The fourth and final reason is that the Rudd government is already injecting significant resources into our public hospitals, after 12 years of neglect by the former government. Under the Australian healthcare agreements public hospitals used to be funded on a fifty-fifty basis by the Commonwealth and the states and territories. When negotiating the last five-year agreement the Howard government basically offered a ‘take it or leave it’ agreement that the states had no choice but to accept. The Health expenditure Australia 2005-06 report released by the Australian Institute of Health and Welfare showed how the funding load had shifted to the states. In my home state of Tasmania, annual Commonwealth payments to Tasmania for public hospital funding rose by just $35 million, from $168 million in 2003-04 to $203 million in 2005-06. Over the same period the Tasmanian government’s annual spending on hospitals rose by $180 million, from $299 million to $479 million. The Commonwealth’s share of the bill declined from 37 per cent to less than 31 per cent, with the state government’s share rising to more than 69 per cent. This was the equivalent of the Howard government short-changing Tasmania’s hospital system by $70 million a year.

The Rudd government’s budget presented in May this year invests $1.6 billion in the public hospital system, including $1 billion for hospitals this financial year and $600 million to cut elective surgery waiting lists. This is what Tasmanian health minister Lara Giddings said in a statement in response to the opposition’s suggestion that our proposal would put undue pressure on the public health system:

Compared with major factors such as growing chronic disease and the ageing population, the changes to the income threshold for the Medicare levy surcharge are not material.
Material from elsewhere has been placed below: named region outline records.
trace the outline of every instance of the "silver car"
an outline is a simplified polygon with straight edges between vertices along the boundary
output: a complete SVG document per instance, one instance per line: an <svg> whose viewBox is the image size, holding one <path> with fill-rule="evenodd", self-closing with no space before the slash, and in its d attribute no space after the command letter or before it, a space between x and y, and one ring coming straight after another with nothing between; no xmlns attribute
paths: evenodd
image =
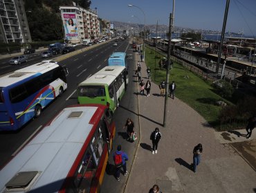
<svg viewBox="0 0 256 193"><path fill-rule="evenodd" d="M16 57L13 57L9 61L10 64L21 64L24 62L27 62L28 59L26 56L19 56Z"/></svg>
<svg viewBox="0 0 256 193"><path fill-rule="evenodd" d="M53 56L53 52L51 51L45 51L42 54L42 58L49 58Z"/></svg>

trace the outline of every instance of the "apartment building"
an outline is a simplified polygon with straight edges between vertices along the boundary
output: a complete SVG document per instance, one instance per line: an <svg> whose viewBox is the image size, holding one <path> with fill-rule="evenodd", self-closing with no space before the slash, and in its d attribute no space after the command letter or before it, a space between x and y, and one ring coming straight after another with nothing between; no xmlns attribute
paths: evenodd
<svg viewBox="0 0 256 193"><path fill-rule="evenodd" d="M0 41L31 42L23 0L0 0Z"/></svg>
<svg viewBox="0 0 256 193"><path fill-rule="evenodd" d="M97 10L85 10L80 6L60 7L65 39L70 43L82 43L83 39L100 37Z"/></svg>

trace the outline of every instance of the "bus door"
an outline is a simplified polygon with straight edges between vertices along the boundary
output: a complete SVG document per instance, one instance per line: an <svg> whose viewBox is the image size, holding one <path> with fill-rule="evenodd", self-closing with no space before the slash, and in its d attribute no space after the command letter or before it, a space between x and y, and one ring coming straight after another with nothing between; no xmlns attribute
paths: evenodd
<svg viewBox="0 0 256 193"><path fill-rule="evenodd" d="M11 119L13 121L13 118L9 115L8 108L6 105L6 99L4 99L3 91L0 88L0 130L1 128L4 128L6 126L10 126Z"/></svg>
<svg viewBox="0 0 256 193"><path fill-rule="evenodd" d="M113 103L115 104L114 109L116 109L119 105L119 103L118 103L118 96L117 96L117 94L116 94L117 89L116 89L116 80L115 80L115 83L113 84L114 86L113 87Z"/></svg>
This is just scaremongering from the opposition to try and justify their position. Let’s not forget that the Medicare levy surcharge was introduced in 1997 as a measure to target high-income earners. Once again I ask: who do the opposition now really regard as high-income earners? Do they believe that an individual with an income of $50,000 is a high-income earner, as they seem to indicate in their opposition to this bill? If so, why do they believe that an individual who can afford a $100,000 luxury car is in need of a little tax relief, as they indicated in their opposition to the luxury car tax increase?

We on this side of the chamber know precisely the real reason the opposition will not support our changes to the Medicare levy surcharge. With their opposition to this measure and to the luxury car tax increase a theme is starting to emerge. This pattern of behaviour in the Senate reveals that the opposition believe in looking after the wealthy and they do not believe in looking after ordinary Australians. They do not believe in an average-income earner accessing the public healthcare system without being penalised, yet they believe in making sports cars more affordable. It really says a lot about their philosophy on income equity.

When the Reserve Bank decided to lower interest rates by 25 basis points on 2 September this year, mortgagees saved an average of $600 per year. For a couple on incomes of $60,000 each per year, the coalition are basically saying, ‘Here, you can pay an extra $1,200 in tax.’ In other words, they are proposing to slug them with the equivalent of two interest rate rises. I do not think there is any doubt in the minds of the Australian public where those on this side of the chamber stand when it comes to protecting middle-income earners. We support a mixed healthcare system, with services being provided by both public and private healthcare providers. We also respect the choices of low- and middle-income earners when it comes to choosing between public and private health care. What we do not support is average-income earners being slugged with an unfair tax—a tax which, once again, was designed for high-income earners. I look forward to the support of all senators for this bill. I commend the bill to the Senate.